TCR China Touring Car Championship
- Category: Touring cars
- Country: China
- Inaugural season: 2017
- Drivers' champion: Martin Cao
- Teams' champion: Shell Teamwork Lynk & Co Racing
- Official website: http://www.tcrchina.com

= TCR China Touring Car Championship =

Touring car racing series

The TCR China Touring Car Championship is a touring car racing series based in China. The series was officially launched in December 2016, ahead of a five-round 2017 championship season, with the slight name change from Chinese to China. In 2024, the TCR China Challenge was established to split the field due to an excessive number of cars in the main championship.

==Champions==

| Drivers' Champions |  |  |  |  | Teams' Champions |  |
| Year | Driver | Team | Car | Team | Car |
| 2017 | HKG Andy Yan | CHN NewFaster Team | Audi RS3 LMS TCR | None |  |
| 2018 | HKG Alex Hui HKG Sunny Wong | HKG Teamwork Motorsport | Volkswagen Golf GTI TCR | None |  |
| 2019 | CHN Huang Chu Han | CHN Liqui Moly Team NewFaster | Audi RS3 LMS TCR | CHN Liqui Moly Team NewFaster | Audi RS3 LMS TCR |
| 2020 | CHN Ma Qing Hua | CHN Shell Teamwork Lynk & Co Motorsport | Lynk & Co 03 TCR | CHN Team MG XPower | MG 6 X-Power TCR |
| 2021 | MAC Rodolfo Ávila | CHN Team MG XPower | MG 6 X-Power TCR | CHN Team MG XPower | MG 6 X-Power TCR |
| 2022 | Not held |  |  |  |  |  |  |
| 2023 | CHN Martin Cao | KOR Hyundai N Team | Hyundai Elantra N TCR | CHN Shell Teamwork Lynk & Co Racing | Lynk & Co 03 TCR |
| 2024 | CHN Martin Cao | KOR Hyundai N | Hyundai Elantra N TCR | CHN Lynk & Co Teamwork Motorsport | Lynk & Co 03 TCR |
| 2025 | CHN David Zhu | HKG Lynk & Co Teamwork | Lynk & Co 03 TCR |  |

==Circuits==

- CHN Shanghai International Circuit (2017–2021, 2023–present)
- CHN Zhejiang International Circuit (2017, 2019, 2023–present)
- CHN Ningbo International Circuit (2017–2019, 2024–present)
- CHN Guangdong International Circuit (2017–2018)
- MAC Guia Circuit (2017, 2020, 2023)
- CHN Zhuhai International Circuit (2018–2019)
- CHN Zhuzhou International Circuit (2019, 2021, 2023–present)
- CHN Shanghai Tianma Circuit (2020–2021)
- CHN Jiangsu Wantrack International Circuit (2020)
- CHN Ordos International Circuit (2025–present)

== TCR China Challenge ==
The TCR China Challenge (also known as the TCR China Challenge Series or originally TCR中国挑战赛) forms part of the TCR China Touring Car Championship. The series was established shortly before the start of the 2024 TCR China Touring Car Championship season, after the main championship reached a high number of entries. To accommodate the growing grid, the field was divided into two categories: the TCR China Championship and the TCR China Challenge. The Challenge was intended primarily for privateer drivers, smaller teams, and gentleman drivers.

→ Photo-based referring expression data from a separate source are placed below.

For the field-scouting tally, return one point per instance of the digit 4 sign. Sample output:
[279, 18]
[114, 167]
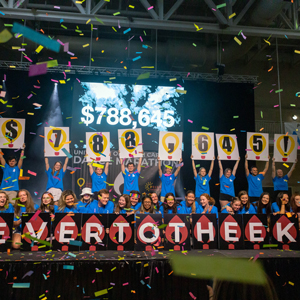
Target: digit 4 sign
[227, 146]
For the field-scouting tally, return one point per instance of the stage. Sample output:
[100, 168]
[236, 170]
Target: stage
[128, 275]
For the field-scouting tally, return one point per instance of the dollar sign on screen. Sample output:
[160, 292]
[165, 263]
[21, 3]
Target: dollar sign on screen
[89, 117]
[12, 132]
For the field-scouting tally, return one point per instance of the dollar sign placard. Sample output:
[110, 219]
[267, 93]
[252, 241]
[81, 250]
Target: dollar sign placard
[227, 146]
[13, 132]
[130, 143]
[97, 146]
[88, 116]
[56, 139]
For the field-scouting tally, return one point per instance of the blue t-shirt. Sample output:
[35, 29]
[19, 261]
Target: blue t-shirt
[98, 182]
[10, 209]
[95, 208]
[202, 185]
[255, 185]
[251, 210]
[12, 178]
[55, 182]
[226, 185]
[184, 209]
[167, 185]
[131, 182]
[281, 184]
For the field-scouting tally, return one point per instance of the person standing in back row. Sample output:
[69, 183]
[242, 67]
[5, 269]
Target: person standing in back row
[255, 180]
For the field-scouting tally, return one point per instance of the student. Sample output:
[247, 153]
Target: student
[255, 180]
[226, 183]
[5, 206]
[189, 205]
[55, 178]
[99, 177]
[202, 179]
[235, 205]
[131, 177]
[263, 205]
[123, 206]
[167, 179]
[207, 204]
[29, 207]
[282, 205]
[85, 201]
[67, 202]
[11, 173]
[147, 206]
[134, 200]
[103, 205]
[47, 204]
[280, 181]
[156, 202]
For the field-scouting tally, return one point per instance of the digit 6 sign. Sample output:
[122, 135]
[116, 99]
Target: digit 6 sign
[56, 139]
[258, 146]
[227, 146]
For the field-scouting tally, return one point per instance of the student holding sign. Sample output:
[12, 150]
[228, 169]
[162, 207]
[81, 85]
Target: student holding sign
[11, 173]
[280, 181]
[55, 178]
[131, 177]
[167, 179]
[226, 183]
[255, 180]
[202, 179]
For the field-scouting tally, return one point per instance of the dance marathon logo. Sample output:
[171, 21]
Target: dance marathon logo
[205, 232]
[120, 232]
[176, 232]
[148, 233]
[65, 231]
[255, 232]
[230, 231]
[93, 229]
[284, 231]
[203, 143]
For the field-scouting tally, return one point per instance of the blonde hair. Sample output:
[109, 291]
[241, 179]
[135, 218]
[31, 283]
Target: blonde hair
[62, 200]
[6, 202]
[29, 203]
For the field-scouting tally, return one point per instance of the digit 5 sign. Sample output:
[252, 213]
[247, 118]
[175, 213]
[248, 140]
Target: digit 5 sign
[12, 130]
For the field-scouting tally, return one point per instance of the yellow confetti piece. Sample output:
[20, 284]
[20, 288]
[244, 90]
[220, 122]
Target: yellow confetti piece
[237, 40]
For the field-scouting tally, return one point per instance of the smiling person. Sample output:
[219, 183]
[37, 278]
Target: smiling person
[67, 202]
[55, 178]
[167, 179]
[103, 205]
[123, 206]
[255, 180]
[29, 207]
[226, 183]
[11, 173]
[5, 206]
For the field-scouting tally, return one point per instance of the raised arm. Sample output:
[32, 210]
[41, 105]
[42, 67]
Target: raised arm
[274, 169]
[220, 167]
[159, 167]
[211, 167]
[2, 160]
[20, 163]
[246, 165]
[65, 164]
[289, 174]
[178, 169]
[235, 167]
[194, 167]
[266, 166]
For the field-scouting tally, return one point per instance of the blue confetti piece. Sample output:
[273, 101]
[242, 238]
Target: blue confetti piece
[36, 37]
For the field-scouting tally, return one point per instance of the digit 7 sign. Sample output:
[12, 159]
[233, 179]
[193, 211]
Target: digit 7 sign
[227, 146]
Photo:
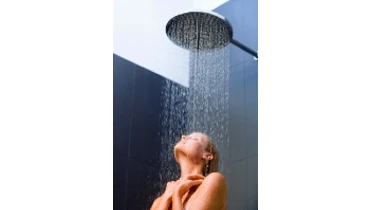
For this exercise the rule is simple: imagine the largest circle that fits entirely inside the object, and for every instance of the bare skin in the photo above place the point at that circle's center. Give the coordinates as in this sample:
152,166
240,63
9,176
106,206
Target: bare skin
193,191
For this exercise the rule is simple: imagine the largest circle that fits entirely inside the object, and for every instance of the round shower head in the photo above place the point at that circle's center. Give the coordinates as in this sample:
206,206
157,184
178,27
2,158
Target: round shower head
199,31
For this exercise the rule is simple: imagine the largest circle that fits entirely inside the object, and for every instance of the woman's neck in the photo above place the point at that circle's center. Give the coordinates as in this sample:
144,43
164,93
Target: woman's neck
188,168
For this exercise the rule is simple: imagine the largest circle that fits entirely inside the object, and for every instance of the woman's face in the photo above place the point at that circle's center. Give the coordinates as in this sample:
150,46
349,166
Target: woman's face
192,146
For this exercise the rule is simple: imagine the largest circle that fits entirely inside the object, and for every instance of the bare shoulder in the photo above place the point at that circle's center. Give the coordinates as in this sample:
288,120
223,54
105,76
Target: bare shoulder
211,194
215,178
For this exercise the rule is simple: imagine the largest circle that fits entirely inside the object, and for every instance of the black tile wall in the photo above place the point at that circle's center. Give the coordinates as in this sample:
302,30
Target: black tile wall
251,87
145,140
119,182
123,73
142,186
136,112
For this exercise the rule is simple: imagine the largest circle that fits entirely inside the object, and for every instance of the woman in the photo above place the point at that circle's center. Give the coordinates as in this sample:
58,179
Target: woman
200,186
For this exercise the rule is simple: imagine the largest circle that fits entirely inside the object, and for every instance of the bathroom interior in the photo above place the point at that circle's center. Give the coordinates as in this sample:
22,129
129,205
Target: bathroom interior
162,90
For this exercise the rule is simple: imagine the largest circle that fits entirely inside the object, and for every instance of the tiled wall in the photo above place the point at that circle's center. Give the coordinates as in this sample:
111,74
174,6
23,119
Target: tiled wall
242,177
136,102
137,108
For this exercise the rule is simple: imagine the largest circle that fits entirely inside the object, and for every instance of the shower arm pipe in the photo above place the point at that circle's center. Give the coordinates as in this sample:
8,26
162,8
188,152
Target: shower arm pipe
245,48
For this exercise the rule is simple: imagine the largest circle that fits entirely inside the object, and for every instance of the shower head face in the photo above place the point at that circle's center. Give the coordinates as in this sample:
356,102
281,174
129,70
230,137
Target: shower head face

In its inaugural 2024 season, Li Guang Hua (李光华) won the drivers' title by a margin of just 1 point. From the 2025 season onwards, the Challenge is expected to share most of its race weekends with the main TCR China championship. While competing in the same races, Challenge drivers are classified separately, meaning they score full points based on their position within the Challenge class, regardless of their overall race position. From the 2026 season onwards, the TCR China Challenge is discontinued, as the series returns to a single championship format under the TCR China Touring Car Championship.